Learn The Ways Insurance Companies Drag Their Feet To Delay or Avoid Legitimate Claims

Insurance companies have been known to use many different delay tactics when it comes to settling or paying out on an insurance claim following an injury accident. It is often said that insurance companies possess two faces, one outward and one inward face. An insurance company’s outer face is its insurance agents. The insurance agents exist to sell you your policy and answer your questions and alleviate your concerns regarding your insurance coverage. An insurance company’s inner-face is its insurance adjusters. These are the men and women who many people feel, and sometimes justly so, exist solely to diminish and tear down claims. Insurance companies make use of a multitude of superior and usually unreasonable devices aimed at escalating their profits, something that anyone who has ever been the victim of an injury accident knows full well.

It is a shock to no one that the insurance companies are in the business of earning money; nevertheless, the roster of tactics employed to refute claims (and as a result guaranteeing a profit on their end) appears to have increased enormously as of late. With the downturn of the American economy over the past year or so, insurance companies are being unusually aggressive with their tactics. According to the American Association for Justice, a report titled “Tricks of the Trade: How Insurance Companies Deny, Delay, Confuse and Refuse”, the insurance industry’s numerous attempts to maximize their profits are becoming a negative for their customers.

Below you will find a description of some of the more aggressive tactics currently being employed by the insurance companies, according to the American Association of Justice’s report.
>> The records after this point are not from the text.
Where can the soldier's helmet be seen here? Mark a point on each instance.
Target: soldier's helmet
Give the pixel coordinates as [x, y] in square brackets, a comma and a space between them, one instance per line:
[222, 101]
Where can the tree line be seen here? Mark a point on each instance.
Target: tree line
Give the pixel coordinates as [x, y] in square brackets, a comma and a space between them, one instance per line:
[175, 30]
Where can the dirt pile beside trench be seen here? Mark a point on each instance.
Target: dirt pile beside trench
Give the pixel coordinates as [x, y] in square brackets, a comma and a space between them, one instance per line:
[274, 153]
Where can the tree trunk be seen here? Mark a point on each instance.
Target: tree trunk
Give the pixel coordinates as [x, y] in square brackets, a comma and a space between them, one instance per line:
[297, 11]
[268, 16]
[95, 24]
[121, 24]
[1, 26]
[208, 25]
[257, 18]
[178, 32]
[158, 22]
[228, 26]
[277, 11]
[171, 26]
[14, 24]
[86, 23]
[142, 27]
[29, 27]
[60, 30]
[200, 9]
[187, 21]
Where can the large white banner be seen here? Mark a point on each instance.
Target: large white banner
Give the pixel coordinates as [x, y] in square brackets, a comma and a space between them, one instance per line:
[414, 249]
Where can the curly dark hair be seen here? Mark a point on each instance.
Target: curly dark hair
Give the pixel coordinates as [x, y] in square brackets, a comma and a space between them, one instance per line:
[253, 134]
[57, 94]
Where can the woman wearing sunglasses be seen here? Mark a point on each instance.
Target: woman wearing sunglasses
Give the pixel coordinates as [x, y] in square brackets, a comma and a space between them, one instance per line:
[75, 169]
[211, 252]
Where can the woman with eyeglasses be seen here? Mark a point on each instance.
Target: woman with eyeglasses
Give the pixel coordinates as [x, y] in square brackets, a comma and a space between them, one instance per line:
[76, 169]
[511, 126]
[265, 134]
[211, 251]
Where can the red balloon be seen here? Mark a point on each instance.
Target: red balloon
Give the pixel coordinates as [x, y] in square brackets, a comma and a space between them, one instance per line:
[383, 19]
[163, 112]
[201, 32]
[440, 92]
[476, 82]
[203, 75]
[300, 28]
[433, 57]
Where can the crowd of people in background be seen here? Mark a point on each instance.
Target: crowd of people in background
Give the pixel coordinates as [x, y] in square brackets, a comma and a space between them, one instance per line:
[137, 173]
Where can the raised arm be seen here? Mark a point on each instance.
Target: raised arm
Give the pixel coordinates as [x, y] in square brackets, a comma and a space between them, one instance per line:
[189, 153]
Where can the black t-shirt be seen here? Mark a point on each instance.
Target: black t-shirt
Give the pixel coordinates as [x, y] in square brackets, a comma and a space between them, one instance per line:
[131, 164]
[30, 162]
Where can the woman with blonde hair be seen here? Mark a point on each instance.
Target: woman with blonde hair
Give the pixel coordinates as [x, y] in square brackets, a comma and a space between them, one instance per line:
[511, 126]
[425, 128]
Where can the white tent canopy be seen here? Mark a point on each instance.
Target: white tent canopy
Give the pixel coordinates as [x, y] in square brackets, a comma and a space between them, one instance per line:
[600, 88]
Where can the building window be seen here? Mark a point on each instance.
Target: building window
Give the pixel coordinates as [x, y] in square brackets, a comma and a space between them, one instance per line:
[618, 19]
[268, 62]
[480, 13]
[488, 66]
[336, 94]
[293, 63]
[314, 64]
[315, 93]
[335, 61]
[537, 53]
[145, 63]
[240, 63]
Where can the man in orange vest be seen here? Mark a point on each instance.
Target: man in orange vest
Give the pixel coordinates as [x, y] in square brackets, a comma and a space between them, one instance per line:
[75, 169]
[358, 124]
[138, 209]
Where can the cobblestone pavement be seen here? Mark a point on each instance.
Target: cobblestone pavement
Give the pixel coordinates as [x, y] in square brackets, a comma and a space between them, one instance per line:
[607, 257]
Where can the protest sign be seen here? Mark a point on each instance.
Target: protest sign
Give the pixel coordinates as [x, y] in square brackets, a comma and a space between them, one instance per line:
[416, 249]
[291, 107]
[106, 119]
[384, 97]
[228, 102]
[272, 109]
Denying Claims is becoming the first line of defense for insurance companies trying to maximize profits. Large companies such as Allstate, AIG and State Farm will deny legitimate claims no matter how much evidence supports the customer. They are even going so far as to reward employees for denying claims in which a customer could receive a huge pay out. The most penalized sufferers of the denied claim tactic are our most-mature citizens. Insurance companies are known for stringing-out payments for older injury victims, waiting for the victim to pass away, which allows the insurance companies to get out of paying the claim at all.

Another way insurance companies are able to avoid ugly settlements that can lower their profit margin is by writing confusing and hard to understand policies. Be honest. Have you actually read your entire insurance policy? If you have not, now is as good of a time as ever to read it over. Insurance companies sometimes intentionally word their policy so that it is hard to understand the technicalities of the legalities. They’re also counting on you not reading the fine print.

Low credit scores for customers is becoming an increasingly easy way for big insurance companies to justify increasing premiums and denying injury claims. An additional harmful consequence of the recession is that consumers who at one time maintained reputable credit scores are now watching their credit scores fall for a multitude of reasons. This is giving insurance companies all the cause they require to drastically raise your premium despite you having done nothing to violate the terms of your policy.

One of the most seemingly unjustified ways companies are saving a buck is by abandoning sick customers. At some point in time we’ve all questioned why we need insurance if we are healthy but we all appreciate having solid insurance when we do fall ill. Insurance companies today are finding loopholes in policies that unfairly or not is allowing them to cancel polices or deny claims when a consumer becomes sick, at a time when they need the backing of their insurance company more than ever.